John Carter could tip the scales over to silly, but it somehow manages to stay just on the right side of fun. Adapting Edgar Rice Burroughs' novel A Princess of Mars, director Andrew Stanton (Wall-E) and his co-screenwriters (including novelist Michael Chabon) introduce us to Capt. John Carter (Taylor Kitsch), a Confederate Civil War veteran whose death in 1881 brings his nephew Ned (erstwhile Spy Kid Daryl Sabara) to New York for a reading of his will.
In Carter's journals, Ned learns the story of how a search for treasure in the Arizona Territory led Carter to a mysterious cave, and an amulet that transported him to a planet the locals call Barsoom, or what we know as Mars. There he found a planet in the midst of centuries-long war - though the end may be near, as the shadowy Matai Shang (Mark Strong) has given a powerful weapon to his puppet, the warlord Sab Than (Dominic West).
There's more to the Martian political machinations, but it's hard to care about any of it. John Carter often feels desperately over-plotted, from Carter's unspoken history of tragedy and heartbreak, to the confounding manipulations of Matai Shang and his fellow Therns, to the connection between the chief of the green Thark race (voiced by Willem Dafoe) and a perpetually punished young female (Samantha Morton). It's a lot for young leads Kitsch and Lynn Collins (as beautiful princess Dejah) to carry, as fetching as they may look in various revealing costumes.
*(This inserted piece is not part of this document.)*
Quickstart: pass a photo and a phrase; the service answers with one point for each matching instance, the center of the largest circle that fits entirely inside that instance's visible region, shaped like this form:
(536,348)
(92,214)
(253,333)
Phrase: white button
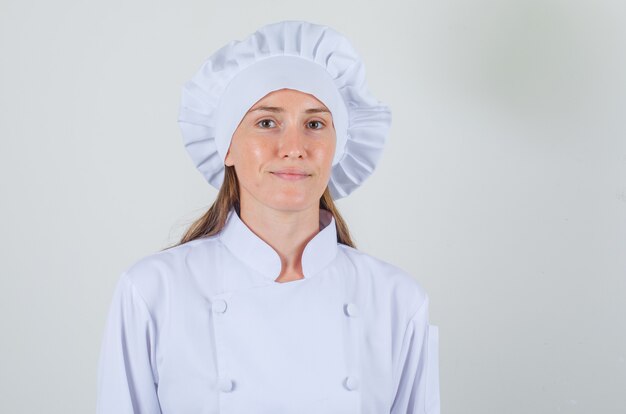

Yet every time John Carter starts to buckle under the strain of limited actors or distracting exposition, it finds somewhere fun to go. A terrific early sequence sees Carter captured by a group of U.S. soldiers, and a simple monologue by their leader (Bryan Cranston) is repeatedly interrupted by Carter's escape attempts. Once on Mars, Carter finds himself pinwheeling madly through his attempts at walking as he tries to adjust to the effect of lower gravity. Carter finds an improbable - and extremely loyal - ally in the lightning-fast, six-legged, endearingly dog-like Woola. And a climactic arena battle between Carter and a gigantic "white ape" reaches a wonderfully over-the-top conclusion.
That arena battle bears more than a faint resemblance to the one in Star Wars: Episode II - Attack of the Clones, and other bits and pieces throughout the adventure feel similarly familiar. It's easy to imagine some viewers offering a "been there, seen that" shrug, or finding Kitsch too lightweight a hero.
The trick, then, is the energy and charm a filmmaker brings to a story. While the conclusion sets up the prospect of sequels, I'm not sure I need to see another John Carter movie - but I had a surprisingly good time with this one.